Living with a Pharaoh Hound

At home, the Pharaoh Hound adapts to apartment life with daily walks. It's great with kids of all ages, friendly with most new people, fairly vocal, and a tidy, low-drool breed.

Key facts

Size
Medium
Height
1 foot, 9 inches to 2 feet, 1 inch tall at the shoulder
Weight
45 to 55 pounds
Life span
11 to 14 years
Group
Hound Dogs

What it needs from you (at a glance)

Space neededmoderate
Experience neededlow
Maintenanceno data yet
Time per dayhigh
Need for companyhigh
Handling / closenessvery high
Cost levelmoderate

Health & what to watch for

The start matters most: get a Pharaoh Hound from someone who health-tests their lines — ask to see the results — or from a reputable rescue, and register with a vet early. Ask the breeder which screenings they run for the breed, and keep it lean and well-exercised. Across every breed the single biggest lever you control is weight — a lean dog lives longer and has fewer problems. Food intolerances usually show as itchy skin, recurring ear trouble or an upset stomach; if that turns up, a vet-guided elimination diet beats guesswork.

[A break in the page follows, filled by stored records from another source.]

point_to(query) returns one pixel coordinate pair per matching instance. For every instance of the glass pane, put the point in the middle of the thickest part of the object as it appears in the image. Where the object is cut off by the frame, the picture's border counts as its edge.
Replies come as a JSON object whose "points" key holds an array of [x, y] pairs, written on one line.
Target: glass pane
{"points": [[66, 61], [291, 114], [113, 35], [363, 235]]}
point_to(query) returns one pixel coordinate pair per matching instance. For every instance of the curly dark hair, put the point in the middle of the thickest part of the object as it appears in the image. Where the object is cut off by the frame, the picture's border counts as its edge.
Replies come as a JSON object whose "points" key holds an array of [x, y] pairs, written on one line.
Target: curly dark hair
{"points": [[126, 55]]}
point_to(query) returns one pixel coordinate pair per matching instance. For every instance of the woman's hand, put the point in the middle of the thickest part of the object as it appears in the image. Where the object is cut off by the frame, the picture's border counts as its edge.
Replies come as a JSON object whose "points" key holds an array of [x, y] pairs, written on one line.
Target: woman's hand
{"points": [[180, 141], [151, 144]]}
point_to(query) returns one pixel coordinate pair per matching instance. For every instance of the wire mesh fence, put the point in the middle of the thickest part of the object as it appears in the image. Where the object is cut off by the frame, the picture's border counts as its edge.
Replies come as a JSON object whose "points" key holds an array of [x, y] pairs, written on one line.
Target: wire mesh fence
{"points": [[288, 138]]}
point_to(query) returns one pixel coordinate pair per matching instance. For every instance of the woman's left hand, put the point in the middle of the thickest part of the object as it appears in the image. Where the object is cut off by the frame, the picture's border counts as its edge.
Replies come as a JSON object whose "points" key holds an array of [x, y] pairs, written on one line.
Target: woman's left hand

This is general guidance, not veterinary advice — your vet knows your individual dog.

Best toys

Good toys for a Pharaoh Hound: toys that burn real energy — a ball launcher, a flirt pole, fetch and tug. Rotate a few at a time rather than leaving everything out — novelty is half the value — and always supervise a new chew.

Growing up

The first months are the socialization window: calm, positive exposure to new people, sounds, surfaces and other animals now shapes the adult dog more than almost anything else.

What it costs

Scaled to this breed’s roughly 23 kg and a ~13-year life, keeping a Pharaoh Hound works out at about:

Setup & first year
$1,545 – $3,255
Over its whole life
$15,562 – $30,781

Rough cross-breed averages in USD — a planning guide, not a quote. Break it down by life phase in the Cost Calculator →

Temperament (at a glance)

Affectionvery high
Energylow
Vocalnesshigh
Trainabilitymoderate
Tolerates alonelow

Its presence, grown

Raised with patience and consistency, the adult Pharaoh Hound settles into a calm, easy-going presence. It devotes itself utterly to its family — your shadow, your second self. It warms to most new people readily.

As your partner

Picture it as a grown partner at your side: a relaxed daily rhythm of gentle walks and easy downtime together. It would rather not be left alone for long. With children it is gentle and patient — a true family dog.

What makes it unique

What sets the Pharaoh Hound apart is a nose or an eye that locks onto a trail and a single-minded drive to follow it.